Durant cette journée d’analyse, certains témoignages ont marqué Catherine Rannoux Wespel :
On a lu une phrase « j'ai faim ». Un agriculteur qui signale qu'il est à la retraite après tant d'années d'activité, et il dit « je touche 330 euros de retraite et on m'a prélevé 10 euros. Sans doute qu'on a trouvé que c'était trop cher payé ».
La Professeure de lettres et de langues note “de la colère, de personnes qui se sentent malmenées, peu écoutées, voire pas du tout écoutées, qui font parfois état d'une situation de détresse grande.”
"Ça n'est pas réglé six ans après"
Quelques années après, où en sommes-nous ? Catherine Rannoux Wespel fait un premier bilan : “Sur les questions de justice fiscale, de justice sociale, du service public, de l'iniquité territoriale, on voit bien que ça n'est pas réglé six ans après.”

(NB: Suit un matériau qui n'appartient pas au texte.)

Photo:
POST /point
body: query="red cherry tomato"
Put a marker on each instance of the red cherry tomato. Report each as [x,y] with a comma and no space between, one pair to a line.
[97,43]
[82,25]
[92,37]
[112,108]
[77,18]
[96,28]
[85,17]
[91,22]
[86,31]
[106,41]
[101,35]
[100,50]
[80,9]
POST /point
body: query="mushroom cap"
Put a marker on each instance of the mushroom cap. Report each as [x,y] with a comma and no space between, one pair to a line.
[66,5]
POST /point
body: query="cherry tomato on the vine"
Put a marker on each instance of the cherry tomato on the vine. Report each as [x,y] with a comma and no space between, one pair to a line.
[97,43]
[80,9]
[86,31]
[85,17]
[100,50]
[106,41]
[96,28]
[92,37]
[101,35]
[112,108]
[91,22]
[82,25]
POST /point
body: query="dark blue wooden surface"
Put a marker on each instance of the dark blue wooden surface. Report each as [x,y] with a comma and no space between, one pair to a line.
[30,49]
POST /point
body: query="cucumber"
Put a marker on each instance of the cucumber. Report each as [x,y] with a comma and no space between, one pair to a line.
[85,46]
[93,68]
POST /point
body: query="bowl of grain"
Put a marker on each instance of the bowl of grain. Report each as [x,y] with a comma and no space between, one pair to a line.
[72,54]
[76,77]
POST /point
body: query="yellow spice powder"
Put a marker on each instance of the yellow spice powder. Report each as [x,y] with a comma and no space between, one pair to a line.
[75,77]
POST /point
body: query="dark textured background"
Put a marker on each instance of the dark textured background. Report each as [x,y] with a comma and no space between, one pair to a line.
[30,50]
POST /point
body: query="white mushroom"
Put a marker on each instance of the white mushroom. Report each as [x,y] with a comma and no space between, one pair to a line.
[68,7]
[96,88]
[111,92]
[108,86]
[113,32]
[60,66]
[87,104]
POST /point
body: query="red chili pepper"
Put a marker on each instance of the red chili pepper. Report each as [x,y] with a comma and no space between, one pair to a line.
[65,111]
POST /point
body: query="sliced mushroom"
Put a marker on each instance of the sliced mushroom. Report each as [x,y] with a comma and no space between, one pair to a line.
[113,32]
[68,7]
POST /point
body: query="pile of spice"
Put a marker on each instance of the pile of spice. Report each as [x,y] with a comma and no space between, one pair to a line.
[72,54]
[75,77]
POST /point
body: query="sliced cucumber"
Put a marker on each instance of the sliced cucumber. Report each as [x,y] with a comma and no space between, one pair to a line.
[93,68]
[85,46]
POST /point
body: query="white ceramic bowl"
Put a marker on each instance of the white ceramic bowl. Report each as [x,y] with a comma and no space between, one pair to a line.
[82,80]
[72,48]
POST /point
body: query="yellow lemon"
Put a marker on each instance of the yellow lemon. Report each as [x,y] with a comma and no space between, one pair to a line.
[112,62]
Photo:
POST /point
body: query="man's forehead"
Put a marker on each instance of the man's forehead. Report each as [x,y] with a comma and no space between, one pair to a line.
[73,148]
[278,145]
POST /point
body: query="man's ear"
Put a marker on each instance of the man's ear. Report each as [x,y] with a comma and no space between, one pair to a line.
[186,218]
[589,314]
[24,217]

Ce que la chercheuse souhaite également souligner, c’est l'absence de certains dans ces cahiers : “La question de l'immigration, certes, il y a des contributions qui en parlent, mais au regard de la masse des contributions, c'est vraiment un sujet à la marge. Ce n'est pas l'impression que donne le débat politique actuel.”
Les conclusions de cette analyse doivent arriver au conseil régional en décembre 2025.